Step 9: Retrieve Synthetic Data#
Once the job is complete, retrieve the generated synthetic data:
synthetic_df = job.fetch_data()
print(f"✅ Generated {len(synthetic_df)} synthetic records")
print("\nSynthetic data preview:")
print(synthetic_df.head())
Compare with original data structure:
print("\n📊 Data Comparison:")
print(f"Original shape: {df.shape}")
print(f"Synthetic shape: {synthetic_df.shape}")
print(f"\nOriginal columns: {list(df.columns)}")
print(f"Synthetic columns: {list(synthetic_df.columns)}")
Step 10: Review Evaluation Report#
Fetch the job summary with high-level metrics:
summary = job.fetch_summary()
print("📈 Evaluation Summary:")
print(f" Synthetic Quality Score: {summary.synthetic_data_quality_score}")
print(f" Data Privacy Score: {summary.data_privacy_score}")
print(f" Valid Records: {summary.num_valid_records}/{summary.num_prompts}")
Download the full HTML evaluation report:
job.save_report("./evaluation_report.html")
print("✅ Evaluation report saved to evaluation_report.html")
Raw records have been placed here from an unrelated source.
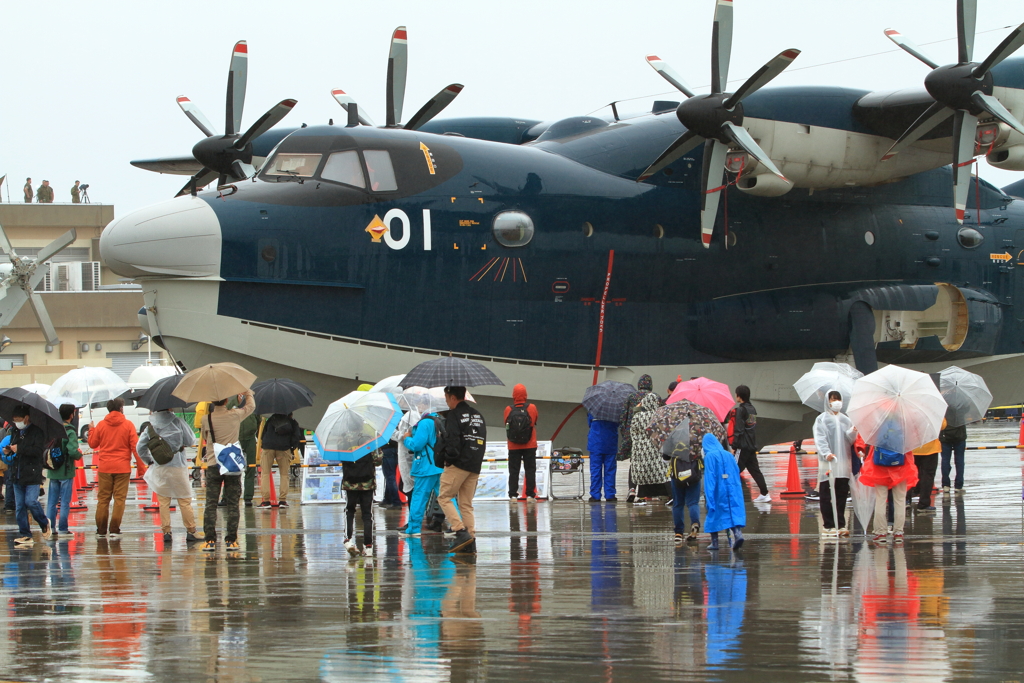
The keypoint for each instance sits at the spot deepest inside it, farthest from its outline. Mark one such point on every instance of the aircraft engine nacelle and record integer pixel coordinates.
(1011, 159)
(765, 184)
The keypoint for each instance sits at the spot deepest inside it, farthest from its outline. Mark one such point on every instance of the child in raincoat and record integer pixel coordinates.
(834, 436)
(723, 494)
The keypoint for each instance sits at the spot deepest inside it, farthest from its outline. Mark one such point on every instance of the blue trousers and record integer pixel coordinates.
(60, 491)
(26, 501)
(602, 469)
(421, 495)
(685, 496)
(954, 452)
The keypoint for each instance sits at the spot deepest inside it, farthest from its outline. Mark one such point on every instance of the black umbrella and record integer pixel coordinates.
(282, 395)
(159, 396)
(42, 413)
(450, 371)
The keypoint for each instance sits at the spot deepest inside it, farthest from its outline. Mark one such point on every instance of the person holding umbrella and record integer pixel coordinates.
(25, 457)
(834, 436)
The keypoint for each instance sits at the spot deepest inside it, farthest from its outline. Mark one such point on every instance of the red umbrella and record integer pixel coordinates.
(714, 395)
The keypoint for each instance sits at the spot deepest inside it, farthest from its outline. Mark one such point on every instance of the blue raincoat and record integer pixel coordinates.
(723, 489)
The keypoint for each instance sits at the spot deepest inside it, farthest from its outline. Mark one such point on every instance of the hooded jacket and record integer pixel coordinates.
(519, 398)
(723, 488)
(835, 434)
(113, 441)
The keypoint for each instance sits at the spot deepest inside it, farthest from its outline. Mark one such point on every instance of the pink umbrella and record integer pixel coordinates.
(714, 395)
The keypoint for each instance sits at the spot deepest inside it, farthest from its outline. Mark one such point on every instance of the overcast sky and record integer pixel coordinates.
(87, 86)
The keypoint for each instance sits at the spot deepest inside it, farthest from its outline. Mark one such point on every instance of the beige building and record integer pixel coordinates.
(95, 314)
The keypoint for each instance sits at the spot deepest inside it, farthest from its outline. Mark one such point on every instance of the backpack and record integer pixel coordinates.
(518, 426)
(159, 447)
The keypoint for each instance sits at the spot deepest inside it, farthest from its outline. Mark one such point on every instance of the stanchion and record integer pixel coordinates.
(793, 485)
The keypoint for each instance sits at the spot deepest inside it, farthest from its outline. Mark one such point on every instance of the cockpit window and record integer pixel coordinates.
(381, 171)
(299, 166)
(344, 167)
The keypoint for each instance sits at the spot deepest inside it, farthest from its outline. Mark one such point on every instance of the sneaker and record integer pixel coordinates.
(462, 539)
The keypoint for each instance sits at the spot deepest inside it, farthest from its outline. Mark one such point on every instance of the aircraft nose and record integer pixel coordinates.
(180, 237)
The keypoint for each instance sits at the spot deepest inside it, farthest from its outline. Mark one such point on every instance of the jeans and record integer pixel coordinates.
(26, 501)
(685, 496)
(956, 452)
(526, 458)
(602, 468)
(421, 496)
(232, 491)
(60, 491)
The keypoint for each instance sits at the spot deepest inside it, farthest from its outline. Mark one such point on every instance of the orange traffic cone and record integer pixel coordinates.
(793, 486)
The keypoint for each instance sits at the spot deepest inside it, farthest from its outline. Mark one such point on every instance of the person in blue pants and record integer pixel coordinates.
(602, 442)
(420, 440)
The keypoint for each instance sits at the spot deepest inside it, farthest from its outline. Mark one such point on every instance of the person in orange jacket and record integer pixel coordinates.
(113, 441)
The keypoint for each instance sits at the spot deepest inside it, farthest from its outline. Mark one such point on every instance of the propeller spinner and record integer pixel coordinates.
(963, 90)
(397, 68)
(230, 155)
(716, 119)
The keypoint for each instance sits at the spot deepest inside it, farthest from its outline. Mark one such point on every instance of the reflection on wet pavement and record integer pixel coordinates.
(564, 590)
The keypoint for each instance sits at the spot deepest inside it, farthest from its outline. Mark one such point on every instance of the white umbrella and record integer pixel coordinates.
(897, 409)
(966, 393)
(814, 386)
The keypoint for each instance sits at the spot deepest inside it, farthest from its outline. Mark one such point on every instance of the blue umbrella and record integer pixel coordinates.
(351, 428)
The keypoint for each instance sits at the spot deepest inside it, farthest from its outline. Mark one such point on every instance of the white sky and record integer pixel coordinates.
(87, 86)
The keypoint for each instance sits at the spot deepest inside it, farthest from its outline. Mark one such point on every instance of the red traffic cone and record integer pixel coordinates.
(793, 486)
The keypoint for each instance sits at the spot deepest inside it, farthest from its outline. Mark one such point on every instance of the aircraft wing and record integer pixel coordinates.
(173, 165)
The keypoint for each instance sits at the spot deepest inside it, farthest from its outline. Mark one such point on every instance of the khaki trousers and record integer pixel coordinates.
(112, 486)
(267, 459)
(462, 484)
(187, 516)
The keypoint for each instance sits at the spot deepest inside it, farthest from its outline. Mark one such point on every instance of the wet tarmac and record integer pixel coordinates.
(563, 591)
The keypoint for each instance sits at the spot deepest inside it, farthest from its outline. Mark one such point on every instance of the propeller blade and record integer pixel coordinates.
(1009, 45)
(721, 46)
(762, 77)
(995, 108)
(669, 74)
(196, 116)
(237, 77)
(265, 122)
(43, 317)
(740, 137)
(55, 247)
(397, 67)
(434, 107)
(965, 130)
(203, 178)
(967, 16)
(932, 117)
(344, 99)
(711, 187)
(683, 143)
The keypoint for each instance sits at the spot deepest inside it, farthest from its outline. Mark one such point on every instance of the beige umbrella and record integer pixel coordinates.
(214, 382)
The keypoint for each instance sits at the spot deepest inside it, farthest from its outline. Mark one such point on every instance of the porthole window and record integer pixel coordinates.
(513, 228)
(970, 238)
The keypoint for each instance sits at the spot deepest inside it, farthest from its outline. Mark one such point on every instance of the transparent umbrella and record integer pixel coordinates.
(897, 409)
(967, 395)
(814, 386)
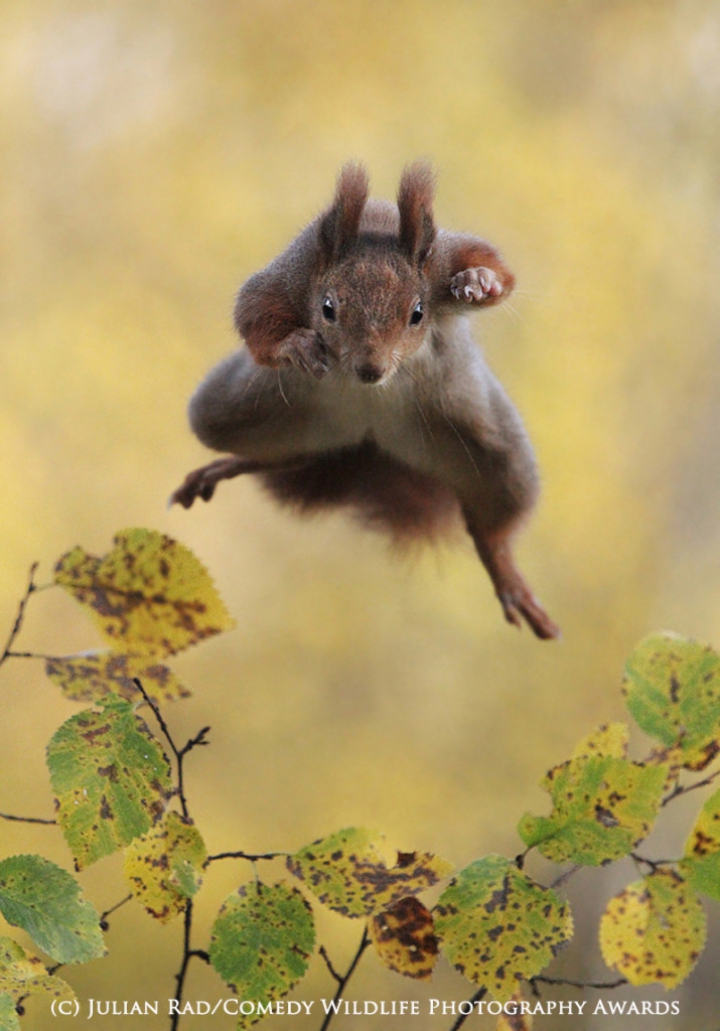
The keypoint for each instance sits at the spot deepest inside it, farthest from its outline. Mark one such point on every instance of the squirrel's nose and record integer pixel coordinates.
(369, 373)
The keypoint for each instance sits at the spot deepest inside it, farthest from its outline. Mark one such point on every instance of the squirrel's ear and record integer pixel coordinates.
(339, 225)
(415, 204)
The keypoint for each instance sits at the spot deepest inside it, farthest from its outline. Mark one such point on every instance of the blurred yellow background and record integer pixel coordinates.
(156, 154)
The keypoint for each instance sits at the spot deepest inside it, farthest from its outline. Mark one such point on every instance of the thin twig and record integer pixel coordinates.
(28, 820)
(18, 625)
(180, 754)
(103, 916)
(478, 997)
(342, 982)
(253, 858)
(328, 964)
(187, 956)
(678, 790)
(565, 983)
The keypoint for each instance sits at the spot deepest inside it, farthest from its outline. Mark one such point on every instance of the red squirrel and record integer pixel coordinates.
(360, 385)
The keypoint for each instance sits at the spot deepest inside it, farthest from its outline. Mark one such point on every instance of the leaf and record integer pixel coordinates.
(348, 873)
(701, 863)
(111, 779)
(149, 595)
(262, 942)
(497, 927)
(8, 1015)
(609, 739)
(602, 807)
(92, 676)
(404, 938)
(45, 901)
(24, 973)
(672, 686)
(164, 867)
(654, 931)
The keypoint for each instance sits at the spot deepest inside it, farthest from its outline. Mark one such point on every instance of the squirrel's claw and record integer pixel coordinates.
(306, 351)
(476, 285)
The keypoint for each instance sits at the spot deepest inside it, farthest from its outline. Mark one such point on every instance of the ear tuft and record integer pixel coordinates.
(415, 204)
(339, 226)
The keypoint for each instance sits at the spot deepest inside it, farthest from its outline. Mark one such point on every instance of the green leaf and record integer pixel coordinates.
(262, 942)
(45, 901)
(24, 973)
(602, 807)
(654, 931)
(672, 686)
(497, 927)
(163, 868)
(348, 873)
(8, 1015)
(701, 863)
(404, 938)
(111, 779)
(149, 595)
(90, 677)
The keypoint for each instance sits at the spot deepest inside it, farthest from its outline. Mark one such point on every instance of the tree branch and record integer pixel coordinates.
(342, 982)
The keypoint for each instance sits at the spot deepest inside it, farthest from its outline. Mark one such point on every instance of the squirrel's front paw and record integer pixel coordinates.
(305, 350)
(476, 285)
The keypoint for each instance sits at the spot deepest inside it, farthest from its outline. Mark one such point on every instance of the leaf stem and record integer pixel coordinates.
(480, 994)
(251, 857)
(180, 754)
(188, 953)
(18, 625)
(678, 790)
(28, 820)
(342, 982)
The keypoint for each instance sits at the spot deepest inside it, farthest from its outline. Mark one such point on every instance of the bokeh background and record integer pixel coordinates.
(154, 155)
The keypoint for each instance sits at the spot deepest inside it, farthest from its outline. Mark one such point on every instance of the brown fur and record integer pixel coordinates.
(361, 388)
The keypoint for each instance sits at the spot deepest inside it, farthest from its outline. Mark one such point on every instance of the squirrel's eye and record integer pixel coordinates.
(417, 316)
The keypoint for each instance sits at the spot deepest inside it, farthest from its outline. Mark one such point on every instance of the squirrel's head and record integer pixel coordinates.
(371, 298)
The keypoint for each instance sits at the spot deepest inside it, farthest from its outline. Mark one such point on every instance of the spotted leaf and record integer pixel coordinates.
(24, 973)
(46, 902)
(609, 739)
(348, 873)
(262, 942)
(111, 779)
(92, 676)
(701, 863)
(672, 687)
(164, 867)
(404, 938)
(497, 927)
(602, 807)
(149, 594)
(654, 931)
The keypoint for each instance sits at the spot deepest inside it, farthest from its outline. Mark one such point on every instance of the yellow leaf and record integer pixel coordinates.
(149, 594)
(654, 931)
(91, 676)
(163, 868)
(404, 938)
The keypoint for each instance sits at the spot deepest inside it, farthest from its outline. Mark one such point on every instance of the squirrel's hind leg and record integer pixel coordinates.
(514, 594)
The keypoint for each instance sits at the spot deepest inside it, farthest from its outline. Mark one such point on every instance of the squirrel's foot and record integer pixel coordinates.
(476, 285)
(519, 601)
(201, 483)
(306, 351)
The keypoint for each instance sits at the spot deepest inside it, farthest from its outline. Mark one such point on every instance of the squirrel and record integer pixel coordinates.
(361, 386)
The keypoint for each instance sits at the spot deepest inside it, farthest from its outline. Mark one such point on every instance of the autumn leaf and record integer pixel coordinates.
(149, 594)
(654, 931)
(348, 873)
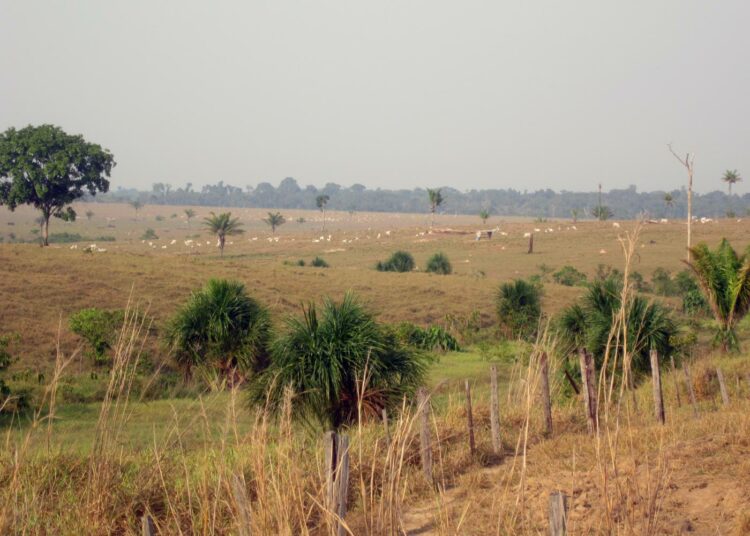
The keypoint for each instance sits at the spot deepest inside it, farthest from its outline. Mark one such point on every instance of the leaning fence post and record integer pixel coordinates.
(342, 483)
(722, 386)
(676, 383)
(546, 401)
(589, 390)
(424, 435)
(558, 513)
(656, 379)
(240, 497)
(147, 526)
(470, 419)
(691, 391)
(494, 410)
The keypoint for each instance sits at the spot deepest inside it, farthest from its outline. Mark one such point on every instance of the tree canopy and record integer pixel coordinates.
(47, 168)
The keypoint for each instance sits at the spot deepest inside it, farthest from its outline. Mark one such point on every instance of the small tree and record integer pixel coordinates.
(321, 201)
(137, 206)
(220, 326)
(189, 214)
(341, 364)
(439, 264)
(274, 220)
(519, 306)
(49, 169)
(436, 199)
(222, 225)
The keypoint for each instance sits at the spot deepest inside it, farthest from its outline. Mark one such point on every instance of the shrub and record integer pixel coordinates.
(149, 234)
(518, 305)
(99, 329)
(222, 328)
(324, 357)
(439, 264)
(569, 276)
(400, 261)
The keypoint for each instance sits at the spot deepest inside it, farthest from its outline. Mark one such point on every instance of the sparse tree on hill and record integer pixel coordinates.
(189, 214)
(49, 169)
(436, 199)
(222, 225)
(137, 206)
(274, 219)
(321, 201)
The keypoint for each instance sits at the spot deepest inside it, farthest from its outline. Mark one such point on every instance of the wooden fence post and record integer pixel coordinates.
(470, 420)
(656, 380)
(588, 375)
(495, 411)
(558, 513)
(722, 386)
(546, 400)
(342, 483)
(676, 383)
(240, 497)
(424, 436)
(691, 391)
(147, 526)
(386, 428)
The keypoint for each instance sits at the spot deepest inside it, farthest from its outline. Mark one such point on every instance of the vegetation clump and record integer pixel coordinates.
(336, 359)
(400, 261)
(519, 305)
(439, 264)
(222, 328)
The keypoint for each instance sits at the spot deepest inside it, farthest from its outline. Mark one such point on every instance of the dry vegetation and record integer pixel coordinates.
(204, 456)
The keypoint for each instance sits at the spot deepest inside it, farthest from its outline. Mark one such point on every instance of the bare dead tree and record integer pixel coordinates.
(688, 163)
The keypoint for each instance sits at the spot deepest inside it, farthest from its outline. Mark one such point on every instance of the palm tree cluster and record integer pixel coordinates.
(593, 324)
(724, 277)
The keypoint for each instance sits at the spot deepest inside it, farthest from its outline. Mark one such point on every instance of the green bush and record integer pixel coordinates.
(439, 264)
(400, 261)
(99, 328)
(569, 276)
(519, 306)
(149, 234)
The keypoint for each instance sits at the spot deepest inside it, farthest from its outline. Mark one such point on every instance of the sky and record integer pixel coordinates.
(391, 94)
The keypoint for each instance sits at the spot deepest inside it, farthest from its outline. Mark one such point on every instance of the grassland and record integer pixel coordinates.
(84, 468)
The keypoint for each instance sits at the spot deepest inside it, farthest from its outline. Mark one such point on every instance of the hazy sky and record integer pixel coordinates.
(498, 94)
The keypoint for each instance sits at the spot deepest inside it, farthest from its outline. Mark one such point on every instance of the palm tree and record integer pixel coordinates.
(189, 214)
(731, 176)
(220, 326)
(338, 362)
(724, 279)
(222, 226)
(519, 306)
(590, 323)
(669, 203)
(137, 205)
(436, 199)
(321, 201)
(274, 220)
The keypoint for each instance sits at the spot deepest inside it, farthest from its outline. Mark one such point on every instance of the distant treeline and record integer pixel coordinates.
(624, 203)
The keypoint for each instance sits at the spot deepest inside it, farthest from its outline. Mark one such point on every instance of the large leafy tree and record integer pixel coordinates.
(337, 361)
(49, 169)
(724, 278)
(220, 326)
(435, 196)
(222, 225)
(590, 324)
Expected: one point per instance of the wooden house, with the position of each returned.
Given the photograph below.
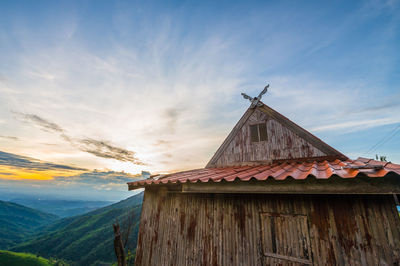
(273, 194)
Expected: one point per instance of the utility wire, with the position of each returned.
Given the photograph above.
(384, 140)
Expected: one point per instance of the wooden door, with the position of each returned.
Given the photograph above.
(286, 239)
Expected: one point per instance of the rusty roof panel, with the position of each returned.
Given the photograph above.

If using Jupyter, display the report inline:
job.display_report_in_notebook()
The evaluation report includes:
Synthetic Quality Score (SQS): Measures data utility
Column correlation stability
Deep structure stability
Column distribution stability
Text semantic similarity
Text structure similarity
Data Privacy Score (DPS): Measures privacy protection
Membership inference protection
Attribute inference protection
PII replay detection
Understanding the Results#
Interpreting Scores#
The evaluation report contains two high-level scores: Synthetic Quality Score (SQS) and Data Privacy Score (DPS). Both are measured out of 10, and higher is better. To learn more about how to interpret the scores, refer to the evaluation guide.
Next Steps#
Now that you’ve completed your first Safe Synthesizer job, explore more advanced features:
Advanced Tutorials#
Differential Privacy Tutorial - Apply mathematical privacy guarantees
Documentation#
About Generating Safe Synthetic Data - Understand core concepts
Try These Next#
Customize PII replacement: Configure specific entity types and replacement strategies
Enable differential privacy: Add formal privacy guarantees with epsilon and delta parameters
Tune generation parameters: Adjust temperature and sampling for better synthetic data
Use your own data: Replace the sample dataset with your sensitive data
Cleanup#
List and optionally delete completed jobs:
# List all jobs
all_jobs = client.safe_synthesizer.jobs.list(workspace="default")
print(f"Total jobs: {len(all_jobs.data)}")
# Delete this job (optional)
# client.safe_synthesizer.jobs.delete(job.job_name, workspace="default")
# print(f"✅ Job {job.job_name} deleted")
Troubleshooting#
Common Issues#
Connection errors:
Verify
NMP_BASE_URLis correctCheck that Safe Synthesizer service is running
Ensure network connectivity
Job failures:
Check logs with
job.print_logs()Verify dataset format (CSV with proper columns)
Ensure sufficient GPU memory for model size
Slow performance:
Reduce dataset size for testing
Use smaller model (adjust
training.pretrained_model)Check GPU availability
For more help, see Safe Synthesizer Jobs.
Error: “Dataset must have at least 200 records to use holdout.”
This occurs when synthesis is enabled on datasets with fewer than 200 records. Holdout validation splits your data into training and test sets to measure quality, requiring a minimum dataset size.
Solution:
builder = (
SafeSynthesizerJobBuilder(client)
.with_data_source(df)
.with_data(holdout=0) # Disable holdout for small datasets
.with_replace_pii()
.synthesize()
)
Warning
Disabling holdout means you won’t get quality metrics like privacy scores and synthetic data quality scores. For production use, ensure your dataset has at least 200 records.